9. Birthday’s wish, 8 Sentences.

“So what did you wish for ?” he said whilst holding a cake with candles that i just blew.

“time turner do exits”

” what if it doesn’t ?”

“fountain of youth then ?”

” if its also not ?”

“an ability to stop time? or at least introduce me to one who has”

” you know that’s all not possible”

“I know,” I sighed, “I just wish i realized it sooner”

 

10. Day 1, 4 Sentences

“Are u blushing ?”

I nodded.  A big satisfied grin peek across his face.

“Oh, shut it already”‘ I said before he could say something ,”How could i am not ? I suddenly got a boyfriend ”

 

11. Do you believe in Magic?

He suddenly asked me.

“you do? ” i asked him back instead of answering.

“well,” he paused. pushing his brain to come out with an briliant answer.

“it’s like fairy dust, it works for those who believe it ”

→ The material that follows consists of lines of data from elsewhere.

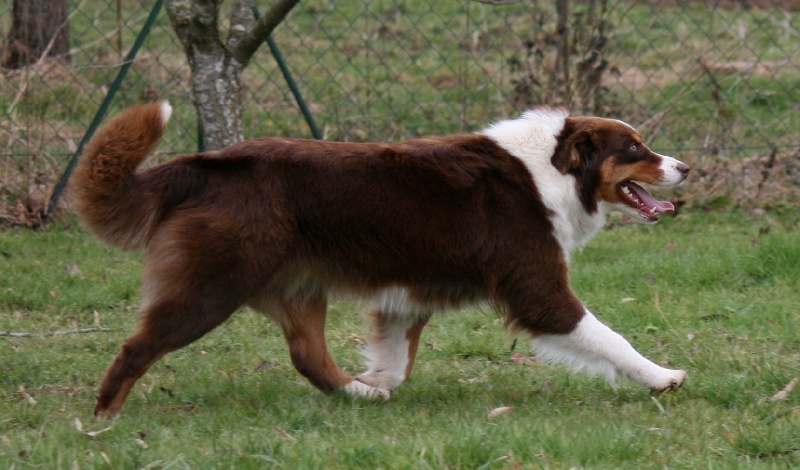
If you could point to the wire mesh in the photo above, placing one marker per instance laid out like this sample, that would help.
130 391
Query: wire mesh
703 80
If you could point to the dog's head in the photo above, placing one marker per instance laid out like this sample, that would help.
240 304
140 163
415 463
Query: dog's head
608 159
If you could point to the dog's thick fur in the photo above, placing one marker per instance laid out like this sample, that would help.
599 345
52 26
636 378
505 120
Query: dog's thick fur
417 227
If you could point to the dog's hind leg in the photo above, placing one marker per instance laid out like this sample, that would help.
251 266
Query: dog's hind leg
168 325
303 325
391 350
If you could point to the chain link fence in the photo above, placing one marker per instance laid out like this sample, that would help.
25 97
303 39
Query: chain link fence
716 83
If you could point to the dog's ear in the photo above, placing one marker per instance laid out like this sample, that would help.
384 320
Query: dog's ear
572 150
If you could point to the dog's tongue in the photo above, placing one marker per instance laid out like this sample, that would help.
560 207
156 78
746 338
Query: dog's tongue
647 200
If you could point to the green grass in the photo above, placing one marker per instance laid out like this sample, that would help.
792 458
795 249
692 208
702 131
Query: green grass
713 293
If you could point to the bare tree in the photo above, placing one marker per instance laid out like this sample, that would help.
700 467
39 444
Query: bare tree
217 65
38 28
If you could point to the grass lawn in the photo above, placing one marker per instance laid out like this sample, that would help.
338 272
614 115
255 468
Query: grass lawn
713 293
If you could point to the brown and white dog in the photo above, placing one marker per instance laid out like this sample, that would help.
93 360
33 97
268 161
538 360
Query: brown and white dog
422 226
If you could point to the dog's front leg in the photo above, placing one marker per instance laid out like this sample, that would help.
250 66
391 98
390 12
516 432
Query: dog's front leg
595 348
304 329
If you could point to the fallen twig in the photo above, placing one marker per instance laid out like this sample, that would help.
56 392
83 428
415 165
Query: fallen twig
25 334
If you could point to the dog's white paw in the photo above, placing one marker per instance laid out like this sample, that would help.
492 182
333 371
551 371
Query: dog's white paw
671 380
382 380
357 388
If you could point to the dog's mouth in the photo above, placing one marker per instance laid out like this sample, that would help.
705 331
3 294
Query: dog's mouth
645 205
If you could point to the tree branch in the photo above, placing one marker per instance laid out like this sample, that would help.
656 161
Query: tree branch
261 30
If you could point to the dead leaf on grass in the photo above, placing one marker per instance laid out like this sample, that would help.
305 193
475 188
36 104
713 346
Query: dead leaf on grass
784 394
500 411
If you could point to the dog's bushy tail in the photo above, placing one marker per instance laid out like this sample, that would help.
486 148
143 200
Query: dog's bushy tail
104 189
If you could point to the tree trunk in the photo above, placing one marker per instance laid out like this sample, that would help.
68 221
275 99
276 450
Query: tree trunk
216 66
39 28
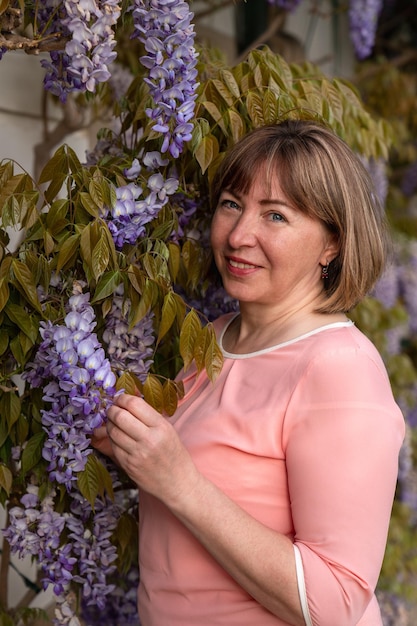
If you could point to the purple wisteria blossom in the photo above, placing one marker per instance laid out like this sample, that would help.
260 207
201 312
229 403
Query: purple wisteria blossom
73 547
408 283
409 181
78 385
89 26
166 30
287 5
363 21
137 205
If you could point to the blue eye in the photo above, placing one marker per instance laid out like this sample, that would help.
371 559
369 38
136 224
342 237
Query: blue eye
231 204
277 217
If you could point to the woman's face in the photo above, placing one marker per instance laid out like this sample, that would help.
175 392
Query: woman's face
266 250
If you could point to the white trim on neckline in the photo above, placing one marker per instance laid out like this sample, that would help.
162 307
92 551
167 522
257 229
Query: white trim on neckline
232 355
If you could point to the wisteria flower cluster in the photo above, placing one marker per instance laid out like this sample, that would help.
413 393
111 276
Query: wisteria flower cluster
166 30
79 386
83 64
363 21
137 205
287 5
129 348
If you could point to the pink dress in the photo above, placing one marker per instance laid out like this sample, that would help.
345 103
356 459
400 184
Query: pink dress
305 437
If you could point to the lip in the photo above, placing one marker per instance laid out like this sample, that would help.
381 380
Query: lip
240 267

eventually that’s the statement that come out for his mouth. I silent. took his answer and try to use that in a way to finish the logic from the question i always have. He didn’t realize what i am doing alone with my mind. he still focused in what ever he is doing right now. Shuffling a deck, or what it is they call it here.

he stopped. Then give me a clear signed to took ranndom card from the deck that he continuesly shuffled then show it briefly to me. i take a quick glimpse. king diamond. good card i guess.

he shuffled again. i rolled my eyes trying to focus the movement of my previous card.

” you know. life will be easier if magic do exits”

” so you don’t believe in magic?”

“I don’t”, he took a long deep breath, “but i do tricks ”

he took random card from the deck once again and give it to me. the exact king diamond i previously had. I smiled and nod as a sign he give me correct answer.

“but i rather believe in magic rather than tricks”

He blinked. Took a second for him to take his concetration from his deck to me. More than a puzzled than a suprised. The exact same expression that your father will give you if you say no to iresistable pieace of candy. A big grin peek across my face,

“it works for those who believes, doesn’t it?”

 

12. Procaffeinating

‘Are you working late?’

first question that come out from his mouth, when he saw me still in front of my desk whilst the the pc in front of me still on. I push my glasses in my nose, trying not to look tired. I looked up to him and try to be less sacarstic

‘ whose fault do you think it is?’

he laugh a bit.

‘don’t be angry to me. i am not the one who ask the changes. I  working late too today’

yeah i know. I am telling myself. but really i need someone to blame.

‘i need caffeine’ i said suddenly,out of desperation.

‘what do you think i came here for?’

i instantly look up, saw him standing there with two cup of coffe in his hand.